Me puse de un humor espantoso. Tal vez porque lo del revólver había sido como la frutilla del postre. La noche no había empezado de la mejor manera.
Como saben, vivo sola. Tenía planeado usar un fabuloso vestido estilo “New Look” de Dior, que se cierra por la espalda. Faltaban minutos nomás para que me pasara a buscar el taxi y ahí estaba yo, sola en mi monoambiente, maniobrando para cerrar el bendito cierre, y sin éxito. ¡Estaba peinada, pintada, pero en pantuflas y en bolas! Tuve que salir con el vestido a medio poner a tocar los timbres de mis vecinas para que me cerraran el vestido. Un espectáculo lamentable. Lo peor del caso es que tuve que tocar varios timbres. Mi único pensamiento era: ¡si viviera con alguien, esto no me pasaría!
La lectura de los votos de los esponsales en la ceremonia puso a prueba mi maquillaje. Pero, gracias a Dios, el bendito rímel era a prueba de agua y eso evitó que me trasformara en un mapache. Durante el vals se me piantó otro lagrimón, uno bien grande. Pero no fue por ver a los novios danzando extasiados al ritmo del Danubio azul como si no hubiera existido el amor antes que ellos, sino por saber que mi viejo ya no va a estar para sacarme a bailar el vals cuando me toque a mí ser la novia. 

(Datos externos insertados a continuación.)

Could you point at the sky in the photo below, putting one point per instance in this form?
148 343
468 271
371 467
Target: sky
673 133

Luego, Frank Sinatra cantó sus Strangers in the night, I´ve got you under my skin y New York, New York. Y salieron a bailar todos: jóvenes, viejos, maduros, padres, abuelos, tíos, amigos, todos en pareja. Todos menos yo. Tomé con mucha delicadeza una burbujeante copa de champagne y conminé al mozo para que la mantuviera llena toda la noche. Temía que se me hiciera larga.

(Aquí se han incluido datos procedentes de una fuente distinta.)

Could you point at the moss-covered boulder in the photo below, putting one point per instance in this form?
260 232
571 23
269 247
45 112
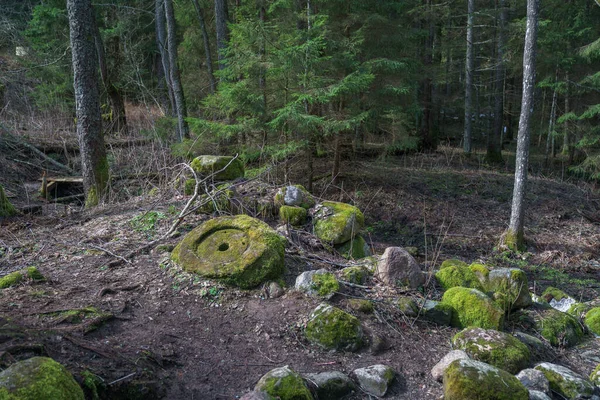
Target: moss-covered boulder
19 276
509 287
317 283
284 384
467 379
225 168
493 347
38 378
355 274
334 329
292 215
294 195
471 307
354 249
454 273
567 383
240 250
337 223
592 320
6 208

Pero no fue así. Bailé, comí, bebí y me reí entre viejos amigos. Fui testigo de la unión de dos personas que se aman. Y además de todo eso, hubo otro hecho feliz. Dos hombres amigos de la pareja que se casaba, que yo había conocido en New York el año anterior, no me reconocieron. No fue hasta bien avanzada la fiesta que cayeron en la cuenta de que era yo, que era la misma persona. “¡Ahora me acuerdo de quién sos! ¡Estás re cambiada! ¿Qué te pasó? ¡Qué vestido! ¡Tu piel! ¿Qué te hiciste? ¡Estás divina!”. Yo les sonreí, profundamente agradecida.
Recordé qué me había pasado un año atrás: estaba en una relación que no iba ni para atrás ni para adelante. Empantanada. Y sin opción a mejoría.
Ya en el final de la fiesta, mientras me guardaba alegremente el revolver en mi cartera, pensé: después de todo, mi soltería no me vino nada mal. Sé qué es lo que no quiero, lo que probé y no funcionó. Y sé que tengo un revólver para salir a cazar. Sí, con z. Pero no al príncipe azul, que destiñe, sino a un hombre que, como yo, tenga el deseo de amar bien. Mal ya lo conozco y no sirve para nada.

Un beso a todos, Paula.

PD: a los que les intriga saber cómo fue que me saqué el vestido, les cuento que una amiga de la hermana del novio y su marido me alcanzaron hasta mi casa. Ella fue la que me bajó el cierre hasta la mitad de la espalda, en la puerta de mi edificio. Llovía y hacía un frío de la gran siete. Subí las escaleras hasta mi departamento sosteniéndome el vestido con las manos y a paso ligero, no fuera cosa que me topara con algún vecino. Abrir la puerta se me complicó. Pero estuvo todo bien. Todo está bien.